I gulped. Taking it into the other room meant there was a conversation to be had still. Things to negotiate. If there was no official service, no money changing hands, would it count as close to dating—something I wasn’t supposed to do—in my therapist's eyes? I decided yes. I also decided I didn’t care.
“Yes, please.” My voice came out in a squeak, and I flushed hot, embarrassed. But it was worth it for the look of satisfaction and desire in Zeke’s eyes as he guided me out into the still-empty club.
Zeke
Trouble of any kind, including women, was usually something I avoided. It was one of the many rules I’d made for myself and lived by stringently.
A woman like Lola was trouble—there was no doubt about that. I should have let them tell her no, and have been done with it.
But the truth was, I’d been so shocked to see her standing there, all the old feelings of attraction I’d worked so hard to keep at bay had come rushing back.
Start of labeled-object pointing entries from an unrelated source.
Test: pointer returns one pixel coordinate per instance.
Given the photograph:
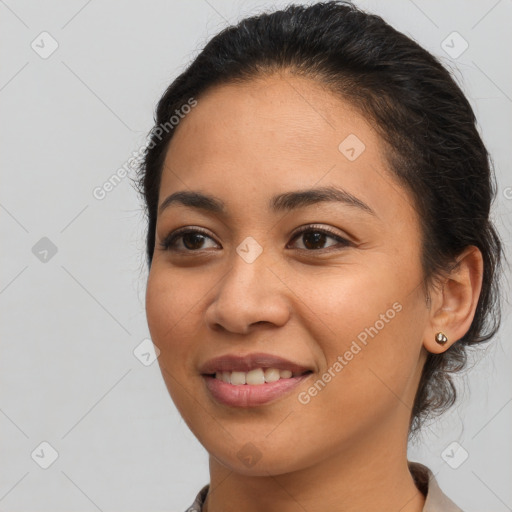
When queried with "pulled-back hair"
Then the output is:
(428, 126)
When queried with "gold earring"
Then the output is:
(441, 338)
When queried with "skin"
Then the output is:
(346, 449)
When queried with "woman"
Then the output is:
(320, 255)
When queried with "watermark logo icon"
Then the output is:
(351, 147)
(249, 249)
(454, 455)
(44, 250)
(146, 352)
(454, 45)
(249, 455)
(44, 45)
(44, 455)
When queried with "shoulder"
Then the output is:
(198, 502)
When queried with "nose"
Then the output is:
(249, 294)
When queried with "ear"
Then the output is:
(454, 301)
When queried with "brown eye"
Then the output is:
(193, 240)
(314, 239)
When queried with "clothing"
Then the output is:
(435, 501)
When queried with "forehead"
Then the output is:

And when she’d so pitifully explained herself, her lower lip jutting out in the pout of a naughty girl who’d been disciplined by her Daddy, her eyes welling with tears like she’d just taken a hard spanking, I hadn’t been able to help myself. I’d imagined her over my knee, getting her ass roasted. I’d imagined me being the one to put that look on her face… and being the one to wipe it away as I dried her tears, hugged her tight, and put her to bed after reminding her what a good girl she really was.
And I’d been sunk. For the first time in many, many years, I’d acted on emotions rather than logic. And even though I recognized it, I was having a hell of a hard time regretting it.
Especially with her sitting across from me at a booth in the darkened club, blinking up at me with her big, blue eyes.
“So…” I started. The truth was, I didn’t have any clue where to begin. I mostly stayed out of the club’s business and happenings unless it was security related and something I needed to know.
“You don’t have to do this, you know,” Lola said, laying her tiny pale hand on mine. “I appreciate you offering, but I’ll be okay. It was a silly idea, anyway. Lots of adults go through life without having to be accountable to anyone but themselves.”
“It’s not silly.” My voice came out hard. “And sure, maybe a lot of people manage on their own, but just as many don’t.” I took a deep breath and allowed myself a moment of vulnerability. “If I hadn’t joined the military, I don’t know where I’d be. And that’s major accountability.”